My dear Inspector Maigret has taken the train from Paris to the Antibes to investigate the stabbing death of one William Brown. Brown lived in a villa with two women - Gina and her maman - an unlikely threesome as Maigret soon discovers. Brown had the money and would go off on a drinking binge once a month. On his last escapade, he came home drunk with stab wounds in his back, He died. The women didn't know what to do, so they waited two days, buried the man in his own garden and tried to run away.
So Maigret has been called in to investigate discreetly because Brown, an Australian, had worked for French intelligence.
What I love is that in just a few words, Simenon can evoke such a sense of place.
On the villa's garden:
The air was heavy with the sweet smell of mimosa. Small orange trees still bore a few oranges. There were some queer-shaped flowers that Maigret had never seen before.
On Cannes, the city by the sea:
Everything here seemed white: hotels, shops, trousers and dresses, sails on the sea.
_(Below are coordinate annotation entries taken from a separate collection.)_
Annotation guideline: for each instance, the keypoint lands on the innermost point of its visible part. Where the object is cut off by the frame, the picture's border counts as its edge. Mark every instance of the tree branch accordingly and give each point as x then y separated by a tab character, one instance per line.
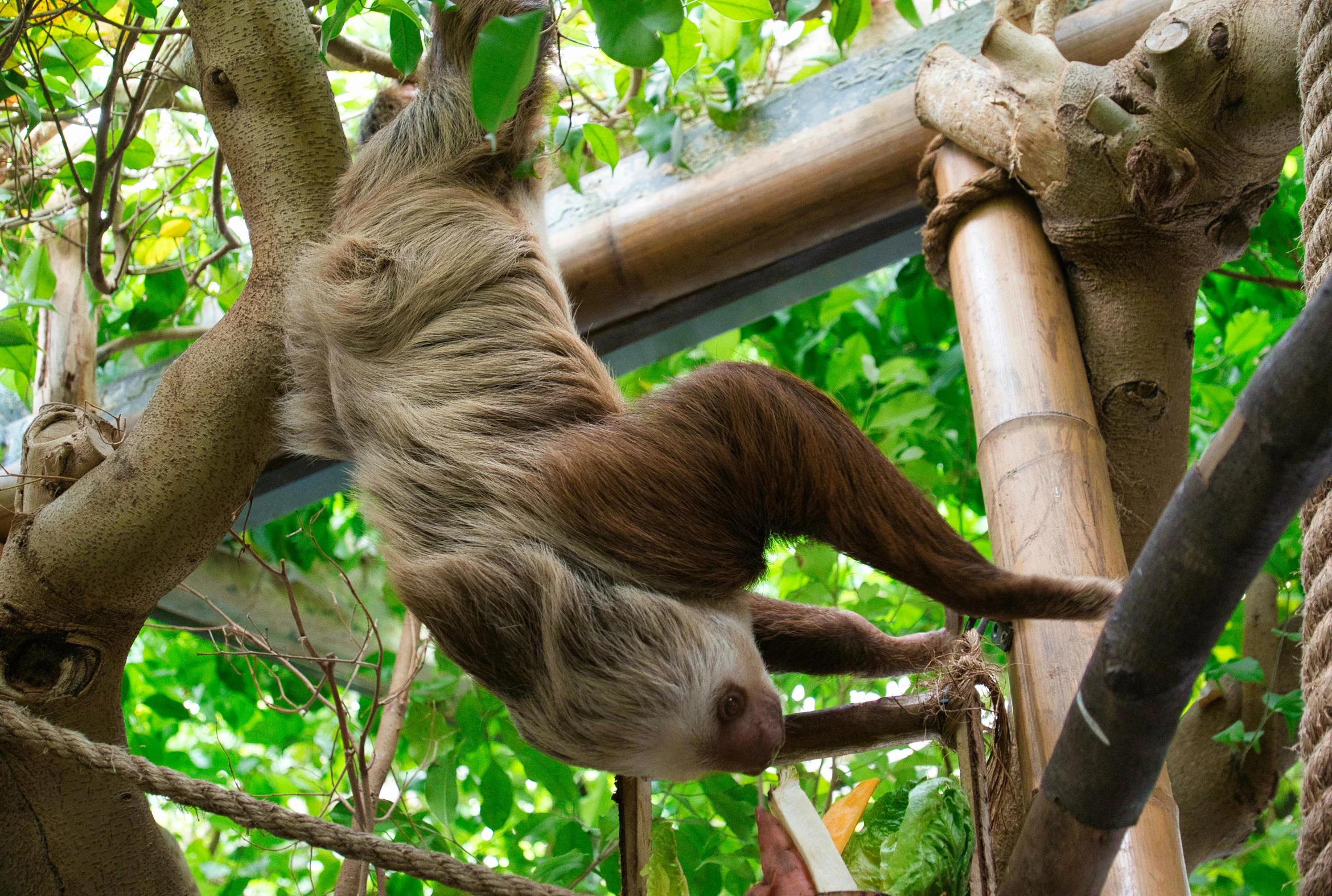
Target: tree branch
130	341
1271	454
81	576
360	57
857	728
1275	282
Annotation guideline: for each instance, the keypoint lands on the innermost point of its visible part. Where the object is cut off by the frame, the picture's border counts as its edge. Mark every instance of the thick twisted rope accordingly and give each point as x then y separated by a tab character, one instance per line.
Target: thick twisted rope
22	729
1315	855
947	211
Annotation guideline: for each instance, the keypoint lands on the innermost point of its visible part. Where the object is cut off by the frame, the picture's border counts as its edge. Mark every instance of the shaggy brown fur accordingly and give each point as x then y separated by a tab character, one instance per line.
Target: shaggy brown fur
384	108
585	561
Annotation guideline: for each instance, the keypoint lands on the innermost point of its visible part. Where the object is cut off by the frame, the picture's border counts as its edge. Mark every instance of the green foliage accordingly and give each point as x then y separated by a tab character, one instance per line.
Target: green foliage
917	842
503	65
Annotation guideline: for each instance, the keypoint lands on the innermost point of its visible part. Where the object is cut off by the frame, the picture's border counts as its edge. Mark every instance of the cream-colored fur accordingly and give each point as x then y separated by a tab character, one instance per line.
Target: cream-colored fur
432	344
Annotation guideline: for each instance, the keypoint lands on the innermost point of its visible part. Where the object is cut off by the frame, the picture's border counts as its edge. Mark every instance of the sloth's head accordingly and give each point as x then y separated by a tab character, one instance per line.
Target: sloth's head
640	683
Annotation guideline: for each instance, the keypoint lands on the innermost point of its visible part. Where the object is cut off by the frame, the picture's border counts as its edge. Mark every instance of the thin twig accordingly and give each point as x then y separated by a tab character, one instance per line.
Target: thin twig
130	341
1275	282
It might have been a theatre set, a charming fairyland in blue and white.
Finally, on an out-of-the-way bar:
The empty bar below street level, the half-lit kitchen lower still; upstairs, a bedroom, probably in disorder; and the little window on the back yard, from which the sun had almost disappeared...
It was a strange world, and in the middle of it sat Maigret, finishing up the remains of a perfect salad.